21-05-2025
Tripura CPM says import curbs on Bangladeshi products will affect people on both sides of border
Tripura's Leader of the Opposition Jitendra Chaudhury said on Wednesday the central government's import restrictions on Bangladeshi products would lead to losses for both India and the neighbouring country, even as he acknowledged what he said were the probable triggers for the curbs.
'A slew of anti-India comments were coming from Bangladesh with encouragement from the Bangladeshi administration. A lot of human trafficking of Bangladeshi nationals into Tripura also came to the fore recently. I feel these restrictions might have been temporarily imposed because of all these reasons,' the CPM leader told reporters.
However, Chaudhury said trade and commerce 'benefit a country, subcontinent, continents, and international relations in economic, cultural, social, and political aspects'.
'This (restriction) is a loss for us indeed', he added. 'Trade and commerce means economic transactions and expansion of scope of employment. If this is stopped, it would lead to loss not only for us, but for people on the other side of the border as well.'
Two days ago, the director of the industries and commerce department, Shailesh Kumar Yadav, chaired a meeting at the Integrated Check Post in Agartala to discuss the Centre's new import restrictions.
In the meeting, Yadav said that some items including edible oil, fish, LPG and crushed stone would be exempt from the restrictions.
The meeting, also attended by officials including from the BSF and the customs and immigration departments, discussed concerns related to the Directorate General of Foreign Trade's order restricting the import of items including garments, plastic goods, wooden furniture, fruit drinks, processed food through any land customs stations or integrated check posts in Assam, Meghalaya, Mizoram, and Tripura as well as through land customs stations at Changrabandha and Fulbari in West Bengal.
While trade representatives have welcomed the restrictions and committed to complying with them, the Opposition CPM has emerged as the first voice of dissent.
Asked when elections might be held in Bangladesh, especially given that the chief advisor's administration has been delaying polls since the Sheikh Hasina-led Awami League government's fall last year, Chaudhury said, 'I can't comment on whether or when elections will be held in Bangladesh. But they are descendants of the 1971 Liberation War tradition. They are the torch-bearers of that tradition.

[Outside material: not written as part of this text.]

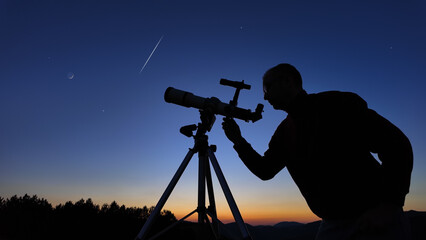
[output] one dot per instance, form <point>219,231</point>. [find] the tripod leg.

So, that spirit can be hijacked for the time being… The Jamaat-e-Islami or forces who supported Pakistan as razakars (in 1971) can't always suppress the conscience of Bangladeshi citizens forever. I can't, however, comment on whether the elections will be held in December'.
Chaudhury, who visited Bollamukha near the international border at Belonia in South Tripura district, said many parts of the area were inundated in pre-monsoon rain, which also caused crop damage, adding that waterlogging and flooding were likely in the forthcoming monsoon as natural water flow to the Indian side had been hampered by an embankment built on the Bangladesh side.
Chaudhury, who was accompanied by local MLA Dipankar Sen, Ashok Mitra and others, called for steps to be taken on a war footing to tackle the situation.
Amid tensions over the embankment built in Bangladesh in April, months after a similar structure was seen near the international border at Devipur in Tripura's Unakoti district, a state government team visited Belonia and border villages, and held discussions with public representatives, the district magistrate, and other officials. The visiting officials then said repair work on embankments on the Indian side damaged in last year's devastating floods would be completed by June.